Step 1: Read, learn and understand why you are using Python:
Zero in on your reasons for learning to use Python, its features and why it scores in data sciences.
Step 2: Machine set-up procedures:
Firstly use Continuum.io to download Anaconda. Just in case you need help, refer to complete instructions for the OS by just clicking on the link.
Step 3: Python language fundamentals learning:
It is always better to gain experience from a reputed institute like Imarticus Learning for doing a course on data analytics and data sciences. Their curriculum is excellent and includes hands-on practice, mentoring and enhancing practical skills in Python.

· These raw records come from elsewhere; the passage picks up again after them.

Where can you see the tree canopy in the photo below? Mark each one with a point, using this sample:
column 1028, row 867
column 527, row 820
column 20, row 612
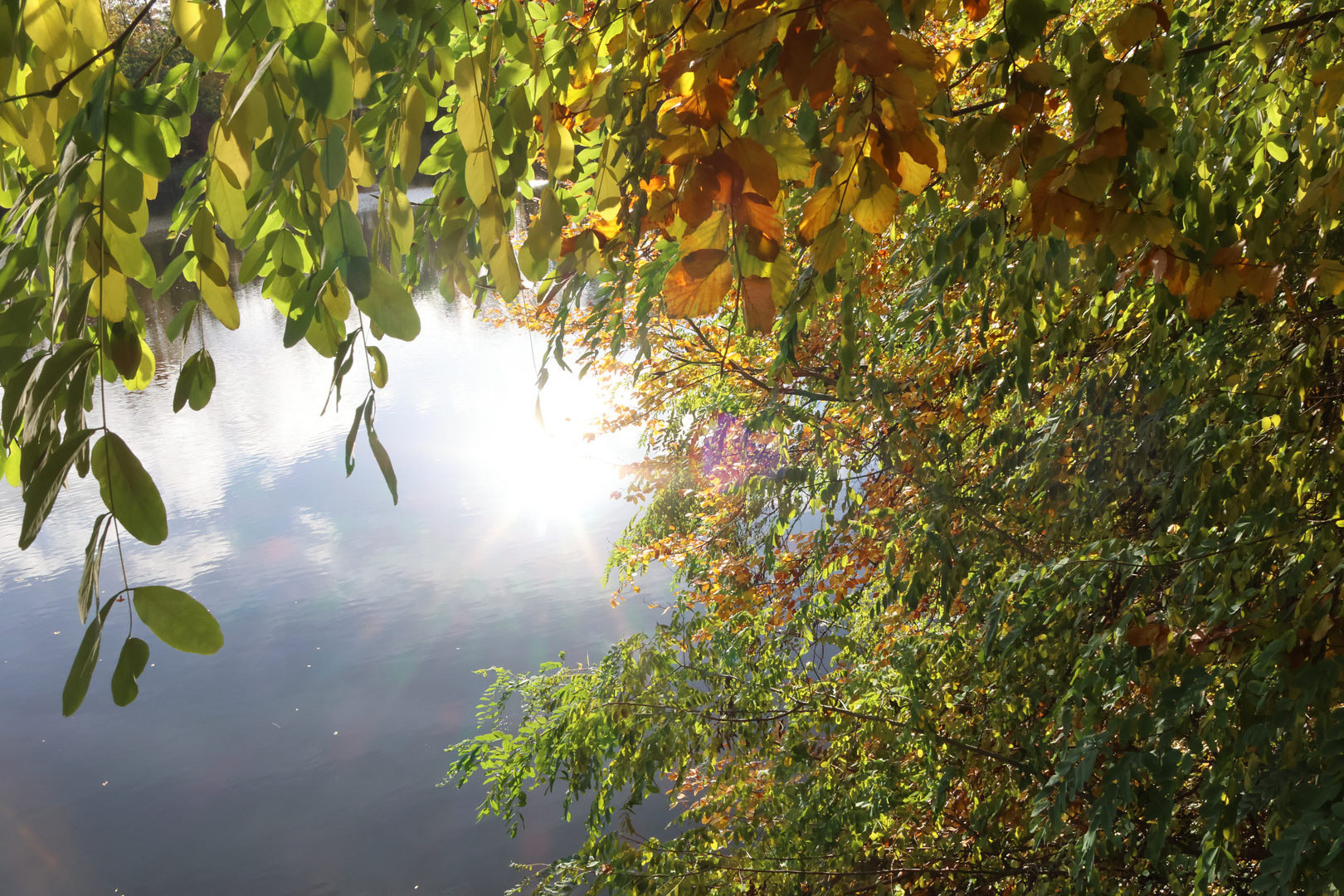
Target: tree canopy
column 986, row 356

Step 4: Use Python in interactive coding and Regular Expressions:
When using data from various sources the data will need cleaning before the analytics stage. Try assignments like choosing baby-names and data wrangling steps to become adept at this task.
Step 5: Gain proficiency in Python libraries like Matplotlib, NumPy, Pandas and SciPy.
Practice in these frequently used libraries is very important. Try out these following tasks and resources like NumPy tutorial and NumPy arrays, SciPy tutorials, Matplotlib tutorial, the ipython notebook, Pandas, Data munging and exploratory analysis of data.
Step 5: Use Python for Visualization:
A good resource is linked in the CS 109 lecture series.
Step 7: Imbibe ML and Scikit-learn:
These are very important data analysis steps.
Step 8: Use Python and keep practicing:
Try hackathons like Kaggle, DataHack and many others.
Step 9: Neural networks and Deep Learning
Try out short courses on the above topics to enhance your skills.
In conclusion, many reputed institutes offer a Data science Course. The course at Imarticus also offers other advantages such as learning through convenient modes and timings, global updated industry-relevant curriculum, extensive hands-on practice and certification that ensure you use the mentorship to be career and job-ready from the very first day.